MLSEC-11: Protect against adversarial and malicious activities
Add protection inside and outside of the deployed code to detect malicious inputs that might result in incorrect predictions. Automatically detect unauthorized changes by examining the inputs in detail. Repair and validate the inputs before they are added back to the pool.
Implementation plan
-
Evaluate the robustness of the algorithm - Evaluate your use case and determine bad predictions or classifications. Use sensitivity analysis to evaluate the robustness of the algorithm against increasingly perturbed inputs to understand susceptibility to manipulated inputs.
-
Build for robustness from the start - Select diverse features to improve the algorithm’s ability to handle outliers. Consider using models in an ensemble for increased diversity in decisions and for robustness around decision points.
-
Identify repeats - Detect similar repeated inputs to the model to indicate possible threats to the decision boundaries using Amazon SageMaker Model Monitor to run a SageMaker processing job on a periodic interval to analyze the inference data.

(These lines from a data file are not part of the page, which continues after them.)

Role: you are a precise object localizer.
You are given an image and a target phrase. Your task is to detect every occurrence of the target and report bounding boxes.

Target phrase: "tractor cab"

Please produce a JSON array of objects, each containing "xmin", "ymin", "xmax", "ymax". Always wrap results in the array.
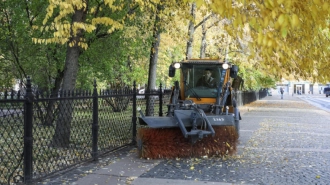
[{"xmin": 169, "ymin": 59, "xmax": 238, "ymax": 103}]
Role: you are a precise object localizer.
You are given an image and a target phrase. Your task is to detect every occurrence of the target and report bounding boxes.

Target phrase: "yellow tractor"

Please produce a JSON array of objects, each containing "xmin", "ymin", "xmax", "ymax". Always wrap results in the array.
[{"xmin": 137, "ymin": 59, "xmax": 240, "ymax": 159}]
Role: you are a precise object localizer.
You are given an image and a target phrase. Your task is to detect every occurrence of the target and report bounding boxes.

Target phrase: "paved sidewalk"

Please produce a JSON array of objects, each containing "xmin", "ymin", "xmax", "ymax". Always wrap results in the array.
[{"xmin": 38, "ymin": 94, "xmax": 330, "ymax": 185}]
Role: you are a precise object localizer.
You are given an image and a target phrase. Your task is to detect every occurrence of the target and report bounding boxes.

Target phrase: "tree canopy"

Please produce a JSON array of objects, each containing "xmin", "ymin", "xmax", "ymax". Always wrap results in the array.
[
  {"xmin": 1, "ymin": 0, "xmax": 329, "ymax": 92},
  {"xmin": 188, "ymin": 0, "xmax": 330, "ymax": 83}
]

This can take the form of model brute forcing, where threats iterate only a limited set of variables to determine what influences decision points and derive feature importance.
-
Lineage tracking - If retraining on untrusted or unvalidated inputs, make sure any model skew is traced back to the data and pruned before retraining a replacement model.
-
Use secure inference API endpoints - Host the model so that a consumer of the model can perform inference against it securely. Permit consumers using the API to define the relationship, restrict access to the base model, and provide monitoring of model interactions.